Erstellt  am: 16.12.2012 :  18:13:27 Uhr  Profil anzeigen  Antwort mit Zitat
Hallo Stathis,

ja, ich staune immer wieder über genial einfachen Tricks aus dem Texereau Buch!
Manchmal steht dort in einem verstecktem Satz die Lösung eines lange gesuchten Problems - oft exakt auf den Punkt gebracht.

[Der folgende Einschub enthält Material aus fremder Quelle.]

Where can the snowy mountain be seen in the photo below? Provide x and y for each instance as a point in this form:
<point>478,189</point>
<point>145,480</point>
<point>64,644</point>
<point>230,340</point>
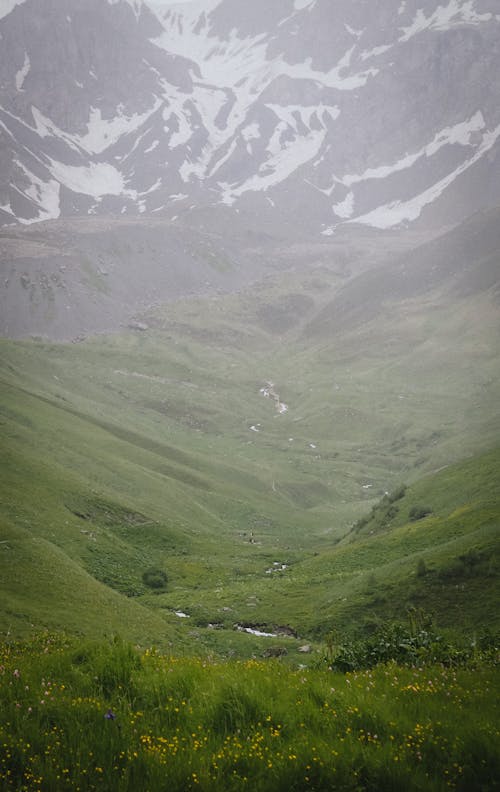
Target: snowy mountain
<point>331,112</point>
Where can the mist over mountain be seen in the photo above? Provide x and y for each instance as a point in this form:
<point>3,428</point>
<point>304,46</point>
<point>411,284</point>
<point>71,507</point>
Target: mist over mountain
<point>271,230</point>
<point>384,114</point>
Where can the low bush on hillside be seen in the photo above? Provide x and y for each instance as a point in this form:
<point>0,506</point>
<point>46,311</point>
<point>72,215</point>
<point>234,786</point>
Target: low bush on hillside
<point>416,644</point>
<point>104,716</point>
<point>419,512</point>
<point>155,578</point>
<point>383,511</point>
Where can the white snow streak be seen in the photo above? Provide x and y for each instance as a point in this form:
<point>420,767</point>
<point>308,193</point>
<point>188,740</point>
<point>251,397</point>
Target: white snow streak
<point>45,196</point>
<point>96,179</point>
<point>22,73</point>
<point>444,17</point>
<point>397,212</point>
<point>459,134</point>
<point>345,208</point>
<point>6,6</point>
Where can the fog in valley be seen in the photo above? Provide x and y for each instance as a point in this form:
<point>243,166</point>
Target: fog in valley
<point>249,383</point>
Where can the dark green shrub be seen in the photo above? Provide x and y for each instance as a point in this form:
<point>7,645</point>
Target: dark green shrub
<point>154,578</point>
<point>418,512</point>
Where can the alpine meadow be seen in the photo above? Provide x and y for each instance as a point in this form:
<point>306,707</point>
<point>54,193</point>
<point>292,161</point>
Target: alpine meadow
<point>249,395</point>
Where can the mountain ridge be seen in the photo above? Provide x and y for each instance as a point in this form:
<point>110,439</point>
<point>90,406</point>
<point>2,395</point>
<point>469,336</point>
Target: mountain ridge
<point>380,115</point>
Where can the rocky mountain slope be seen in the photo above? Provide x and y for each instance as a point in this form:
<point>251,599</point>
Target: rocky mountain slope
<point>376,113</point>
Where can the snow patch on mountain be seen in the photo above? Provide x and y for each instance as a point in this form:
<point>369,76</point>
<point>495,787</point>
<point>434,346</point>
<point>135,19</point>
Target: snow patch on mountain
<point>6,6</point>
<point>43,195</point>
<point>457,12</point>
<point>23,73</point>
<point>136,5</point>
<point>299,5</point>
<point>103,133</point>
<point>96,179</point>
<point>345,208</point>
<point>397,212</point>
<point>459,134</point>
<point>285,155</point>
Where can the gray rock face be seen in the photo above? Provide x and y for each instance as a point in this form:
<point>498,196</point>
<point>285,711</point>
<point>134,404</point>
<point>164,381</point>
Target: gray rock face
<point>383,113</point>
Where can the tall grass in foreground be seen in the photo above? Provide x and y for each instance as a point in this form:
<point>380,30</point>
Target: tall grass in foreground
<point>103,716</point>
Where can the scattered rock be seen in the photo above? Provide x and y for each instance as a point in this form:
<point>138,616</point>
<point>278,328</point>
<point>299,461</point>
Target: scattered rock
<point>275,651</point>
<point>138,325</point>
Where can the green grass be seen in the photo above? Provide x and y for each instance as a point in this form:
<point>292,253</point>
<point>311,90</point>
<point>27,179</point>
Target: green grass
<point>136,450</point>
<point>100,715</point>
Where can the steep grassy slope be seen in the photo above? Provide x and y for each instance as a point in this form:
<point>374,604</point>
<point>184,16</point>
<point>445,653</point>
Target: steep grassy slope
<point>234,444</point>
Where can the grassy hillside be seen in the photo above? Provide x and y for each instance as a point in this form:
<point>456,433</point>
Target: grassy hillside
<point>100,715</point>
<point>231,449</point>
<point>160,449</point>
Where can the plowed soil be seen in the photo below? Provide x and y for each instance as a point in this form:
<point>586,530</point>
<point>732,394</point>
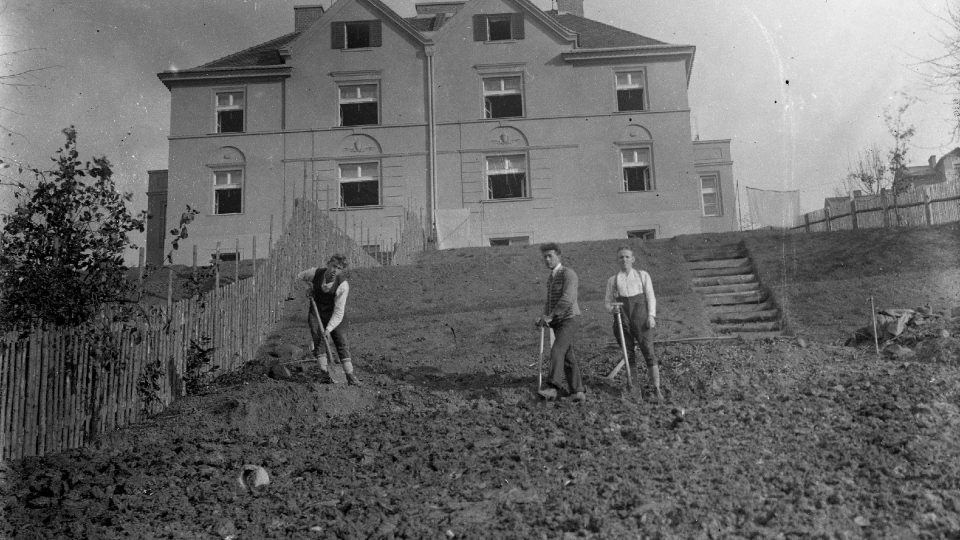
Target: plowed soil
<point>773,438</point>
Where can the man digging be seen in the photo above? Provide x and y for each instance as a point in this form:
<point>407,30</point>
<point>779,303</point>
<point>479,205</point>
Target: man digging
<point>560,314</point>
<point>329,290</point>
<point>630,292</point>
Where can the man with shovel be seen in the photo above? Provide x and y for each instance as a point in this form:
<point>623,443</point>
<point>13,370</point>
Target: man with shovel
<point>328,302</point>
<point>560,314</point>
<point>629,296</point>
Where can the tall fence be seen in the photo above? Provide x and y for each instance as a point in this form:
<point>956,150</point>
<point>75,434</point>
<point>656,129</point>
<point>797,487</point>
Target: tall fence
<point>60,388</point>
<point>928,205</point>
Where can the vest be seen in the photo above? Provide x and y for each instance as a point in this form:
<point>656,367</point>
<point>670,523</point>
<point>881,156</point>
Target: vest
<point>325,300</point>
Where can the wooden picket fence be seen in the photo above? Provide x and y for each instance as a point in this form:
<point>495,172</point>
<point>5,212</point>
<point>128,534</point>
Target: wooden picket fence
<point>927,205</point>
<point>63,387</point>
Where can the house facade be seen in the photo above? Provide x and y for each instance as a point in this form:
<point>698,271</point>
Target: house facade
<point>500,122</point>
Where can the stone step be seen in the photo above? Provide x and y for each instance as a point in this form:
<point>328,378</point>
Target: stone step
<point>747,327</point>
<point>718,272</point>
<point>737,308</point>
<point>724,280</point>
<point>754,297</point>
<point>719,263</point>
<point>734,287</point>
<point>760,315</point>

Beim Rand muss man zwischen der exakten Rundheit und der Oberfläche unterscheiden. Mit dem Blechstreifen würde ich erst ansetzen, wenn erstere ausreichend gut ist. Sicher kein Problem bei den wasserstrahl-geschnittenen Rundlingen.

Weiterhin die Körnungen nur soweit durchschleifen wie absolut nötig.
Ich denke aber, das macht man automatisch wegen dem langsamen Abtrag, oder?

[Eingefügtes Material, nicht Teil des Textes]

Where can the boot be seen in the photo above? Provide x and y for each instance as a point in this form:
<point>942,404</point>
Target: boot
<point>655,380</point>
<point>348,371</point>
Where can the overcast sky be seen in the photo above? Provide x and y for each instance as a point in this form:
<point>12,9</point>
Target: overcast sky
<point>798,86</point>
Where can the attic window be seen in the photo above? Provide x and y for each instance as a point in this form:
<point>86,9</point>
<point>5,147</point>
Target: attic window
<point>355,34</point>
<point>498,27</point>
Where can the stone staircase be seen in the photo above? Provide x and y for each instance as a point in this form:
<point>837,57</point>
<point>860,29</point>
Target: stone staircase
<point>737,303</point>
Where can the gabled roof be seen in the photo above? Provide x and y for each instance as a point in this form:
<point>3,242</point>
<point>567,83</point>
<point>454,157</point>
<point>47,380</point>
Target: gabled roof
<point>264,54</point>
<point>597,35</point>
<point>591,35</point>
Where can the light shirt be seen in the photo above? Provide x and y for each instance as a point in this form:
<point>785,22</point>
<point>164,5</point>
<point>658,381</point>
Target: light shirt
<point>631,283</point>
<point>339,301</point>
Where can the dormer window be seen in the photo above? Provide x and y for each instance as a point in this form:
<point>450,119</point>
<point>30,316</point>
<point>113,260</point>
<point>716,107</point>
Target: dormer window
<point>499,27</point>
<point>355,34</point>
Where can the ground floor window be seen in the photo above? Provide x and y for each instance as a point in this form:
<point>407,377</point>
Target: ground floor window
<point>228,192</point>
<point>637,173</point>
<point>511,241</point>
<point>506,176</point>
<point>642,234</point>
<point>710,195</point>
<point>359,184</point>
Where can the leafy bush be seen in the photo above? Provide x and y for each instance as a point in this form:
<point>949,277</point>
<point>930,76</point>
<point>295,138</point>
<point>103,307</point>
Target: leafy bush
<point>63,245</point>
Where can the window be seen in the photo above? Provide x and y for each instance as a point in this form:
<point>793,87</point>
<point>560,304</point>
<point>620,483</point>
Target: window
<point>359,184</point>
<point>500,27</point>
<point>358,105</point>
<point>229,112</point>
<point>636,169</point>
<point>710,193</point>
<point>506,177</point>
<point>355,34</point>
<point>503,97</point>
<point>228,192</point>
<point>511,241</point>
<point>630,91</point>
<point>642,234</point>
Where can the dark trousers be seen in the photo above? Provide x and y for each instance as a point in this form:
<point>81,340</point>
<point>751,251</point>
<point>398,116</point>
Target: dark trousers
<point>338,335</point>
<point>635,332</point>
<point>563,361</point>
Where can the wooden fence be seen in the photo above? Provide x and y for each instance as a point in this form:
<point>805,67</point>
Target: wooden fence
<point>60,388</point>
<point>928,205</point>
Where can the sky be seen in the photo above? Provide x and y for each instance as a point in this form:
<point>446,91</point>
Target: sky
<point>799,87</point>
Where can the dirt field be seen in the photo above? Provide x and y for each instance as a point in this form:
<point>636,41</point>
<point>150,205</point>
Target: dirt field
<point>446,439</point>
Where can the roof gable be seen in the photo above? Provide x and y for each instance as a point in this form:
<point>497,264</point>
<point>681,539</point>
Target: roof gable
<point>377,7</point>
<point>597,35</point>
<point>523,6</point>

Ich habe das bisher immer mit Diamantfeilen erledigt. Werde aber in Zunkuft dem losen Korn eine Chance geben. Loses Korn hat wirklich viele Vorteile!

Beim aus der Scheibe geschnittenen 33" leif das so:

Zuerst das Übermaß (knapper Zentimeter) per Flex abtragen.
Die damalige Vorrichtung hatte eine Druckfeder im Scharnier.
Damit kann die Flex nach hinten ausweichen! Extrem wichtig!
Ein paar Stunden im Kreis macht jede Ecke rund.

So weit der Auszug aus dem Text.